Bu bölümdeki metni inceleyip söz gümüşse sükut altındır ile ilgili kompozisyon yazısı için kısaca fikir edinebilirsiniz.
Konuşmak ve sessizliği tercih etmek arasında dağlar kadar fark vardır. Sessizlik çok konuşmaktan daha kıymetli bir özelliğe sahiptir. Burada sessizlik deyince hiç konuşmayacağız diye bir anlam çıkarmamalıyız. Elbette konuşmak lazımdır ama yerinde az ve öz konuşmak gerekiyor. Her lafa atlamadan sadece gerektiği anda konuşmak boş ve gereksiz konuşmaya göre altın değerindedir.
Mesela bazı kimseler konuşmaya bir kez başladı mı susmak nedir bilmez. Onların bu kadar çok konuşması bize itici gelir. Hemen oradan ayrılmak isteriz. İnsan biraz sükut etmesini bilmelidir. Çok konuşan boş konuşuyor demektir. Bu yüzden gereken durumlarda yeteri kadar konuşmayı alışkanlık etmeliyiz. Her şeye atlayacağız diye bir şey yoktur. Ama işte insan anlamadığı konular üzerinde bile konuşmayı sanki bir marifetmiş gibi görüyor. Her konuda çekinmeden yorum yapıyor, sanki işin uzmanıymış gibi davranıyor. Oysa bu kadar çok konuşmak kişinin saygınlığına da gölge düşüren bir harekettir. Tabii ki hiç konuşmamak da olmaz ama haddi aşacak şekilde sözü uzatmamalıyız.
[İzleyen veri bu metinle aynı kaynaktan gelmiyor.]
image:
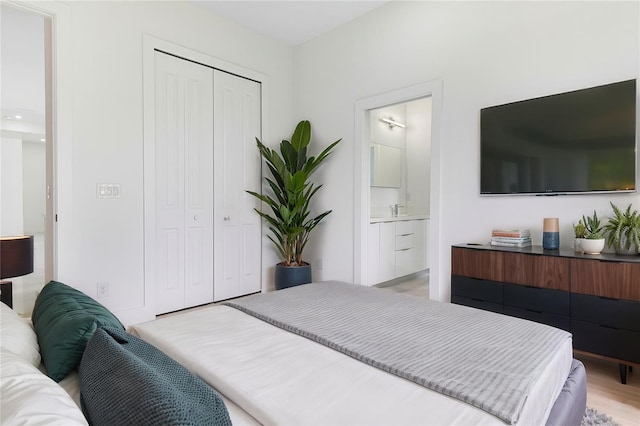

Sonuç olarak insanız ve sürekli iletişim halindeyiz. Bu konuşmanın hayatın bir parçası olduğu anlamına gelmektedir. Bu nedenle istesek de, istemesek de her gün bir şekilde konuşmak zorundayız. Ama dikkat etmemiz gereken temel nokta az konuşan biri olmaktır. Çok konuşunca çok şey düzeliyor diye düşünmemeliyiz. Her şeyin fazlası nasıl zararlıysa konuşmanın da fazla olanı sözün uzatılması karşıdaki kişiler için işkenceye dönüşebilir. Buna özellikle dikkat edip bir karşılaştırma yapacak olursak az konuşmak çok konuşmaktan her zaman daha değerli bir anlayıştır. Çok konuşmayı gümüş olarak görürsek az konuşmak altın gibidir.